My maternal grandmother was Mary Fink of German-Irish ancestry, born in 1882. Her grandfather, George Fink (c.1840) was an immigrant who found work as a ‘sugar baker’ in London’s East End, now the Isle of Dogs in the Poplar, Tower Hamlets area. He married a young woman named Ellen Sheen from Cork in Ireland, we guess to escape the potato famine. One of their sons, John Fink, Mary’s father, remained in London working on the docks during the late 19th-20th centuries.
Mary was one of 5 sisters, Ellen, Kate, Sarah and Adelaide being the other four. She married Robert McKee from Antrim and had 7 children, 2 of whom died, one stillborn and the other of TB at 16. My grandfather died when my mother was only 3 years old and by all accounts this was linked to drinking as he worked for a brewery. I have no memory of my mother speaking about her father or her grandfather at all – although her grandfather lived until 1926 when she was around 10 years old. We only heard that she had been brought up by her mother and the female influence was strong in this household although she had 2 older brothers.
I have brief memories of Mary, my ‘Nanna’ from the age of about 3-4 when we lived with her as a family with my aunt and cousin in a newly built council house in Harrow, Middlesex. They had been rehoused after the war after the devastation from bombing in the East End and this was where my parents met when both families lived next door to each other.
My mother told me many stories about East End life but mainly that they had to struggle during the hard years of WW1, the twenties and thirties. They had a stillborn child and Mum was named after her, Molly. The Catholic Church was important to them and their Irish ancestry remained an influence which I believe helped them, gave them a purpose and allowed them to enjoy their lives despite the hardships. (I think Karl Marx described religion as the ‘opium of the people’ and I think that might be true!)
I was 9 years old when Mary Mckee died and we had moved to nearby Bushey. I know we saw her for family gatherings and weekend visits although none of those specifically come to mind. I have intermittent flashes of memory involving her when we lived in Harrow. I know from my Mum that she had spent time with me reading nursery rhymes and I apparently learned them well and started to read at about 3 or 4 years of age. I can remember her smiling and her kind demeanour towards me in some memories, however brief. There was a piano in the house played by my aunt and I have an impression that the house was a happy one. Another specific memory of the house was when my grandmother picked up a burning coal that had fallen from the fire onto the rug and quickly returned it to the grate. Another involves doing the family wash in the kitchen with a washboard and mangle. I seem to remember being fascinated by this and helping to put the washing through the mangle.
I suppose the relationship became distant as we had limited contact with both grandmothers once we had moved away. Although we only lived a few miles away, visits mainly depended on public transport so were limited to holidays and other major celebrations.

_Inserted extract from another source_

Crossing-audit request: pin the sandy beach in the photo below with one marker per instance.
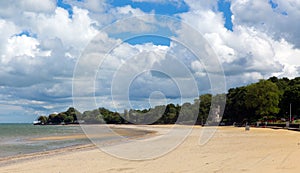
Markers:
(231, 149)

My earliest memories of both my mother’s and father’s families involved a lot of humour, banter, togetherness. Although I am now analysing my past feelings, I have impressions that I felt as a child that these older members gave off very positive energy and love no matter what happened.
I don’t remember arguments and they indulged me and my siblings with much care and warmth. They demonstrated that they valued us as additions to their families.